C/EBP-δ regulates VEGF-C and VEGFR3 production in lymphatic endothelial cells through HIF-1α. Purified murine pulmonary LECs from wild type and C/EBP-δ null mice were subjected to semi-quantitative RT-PCR for HIF-1α and C/EBP-δ expression (Panel A). HMVEC-LLy cells were cultured under normoxia (20% O₂) or hypoxia (1% O₂) for 24 hours. Semi-quantitative RT-PCR was performed to measure C/EBP-δ (Panel B). HMVEC-LLy cells were transfected with either empty vector or C/EBP-δ expression vector for 24 hours. The cells were then cultured under normoxia (20% O₂) or hypoxia (1% O₂) for another 48 hours. Transcript levels of VEGF-C, VEGFR3, HIF-1α and C/EBP-δ were measured by semi-quantitative RT-PCR (Panel C). HMVEC-LLy cells were transfected with either control shRNA or shRNA for C/EBP-δ for 24 hours. The cells were then cultured under either normoxia (20% O₂) or hypoxia (1% O₂) for another 48 hours. Transcript levels of VEGF-C, VEGFR3, HIF-1α and C/EBP-δ were measured by semi-quantitative RT-PCR (Panel D). HMVEC-LLy cells were transfected with either empty vector or C/EBP-δ expression vector for 24 hours.
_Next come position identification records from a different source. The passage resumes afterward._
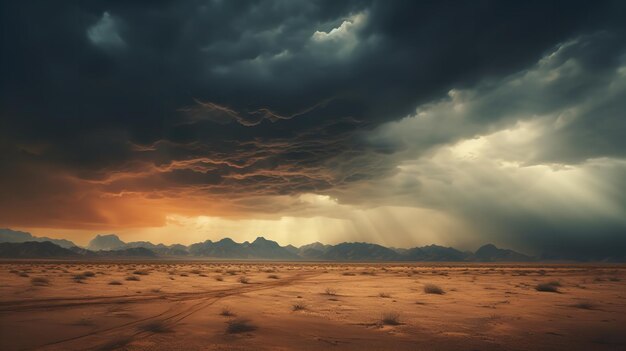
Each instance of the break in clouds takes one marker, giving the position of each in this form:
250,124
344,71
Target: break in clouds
392,122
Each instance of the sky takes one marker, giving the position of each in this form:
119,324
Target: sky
402,123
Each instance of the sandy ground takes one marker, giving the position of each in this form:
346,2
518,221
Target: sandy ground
287,306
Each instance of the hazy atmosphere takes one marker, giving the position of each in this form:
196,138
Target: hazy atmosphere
400,123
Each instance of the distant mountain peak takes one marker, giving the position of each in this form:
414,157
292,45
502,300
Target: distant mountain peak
106,242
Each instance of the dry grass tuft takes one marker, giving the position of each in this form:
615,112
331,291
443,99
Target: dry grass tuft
548,287
156,327
226,312
585,305
298,306
390,318
40,281
330,292
239,325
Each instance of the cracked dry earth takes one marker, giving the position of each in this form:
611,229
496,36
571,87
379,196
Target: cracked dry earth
310,306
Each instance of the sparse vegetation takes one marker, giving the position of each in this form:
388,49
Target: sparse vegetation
390,318
79,278
239,325
226,312
552,286
584,305
40,281
433,289
299,306
156,327
330,292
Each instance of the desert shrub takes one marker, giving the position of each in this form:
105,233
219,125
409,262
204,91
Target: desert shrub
40,281
390,318
239,325
548,287
585,305
298,306
226,312
156,327
433,289
79,278
330,292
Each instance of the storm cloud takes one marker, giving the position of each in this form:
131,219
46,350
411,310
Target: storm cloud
119,114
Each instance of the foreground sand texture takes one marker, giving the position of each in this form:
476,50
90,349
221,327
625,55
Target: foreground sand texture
287,306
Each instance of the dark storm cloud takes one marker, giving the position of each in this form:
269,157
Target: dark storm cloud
246,98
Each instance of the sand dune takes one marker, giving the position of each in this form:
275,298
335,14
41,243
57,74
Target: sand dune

The cells were treated with or without HIF-1α inhibitor (5 μM of geldanamycin) for another 48 hours under hypoxic conditions. Transcript levels of VEGF-C, VEGFR3, HIF-1α and C/EBP-δ were measured by semi-quantitative RT-PCR (Panel E). Each experiment was repeated three times. Representative images are shown.

Figure 6

Schematic diagram of C/EBP-δ in regulating VEGF-C signaling.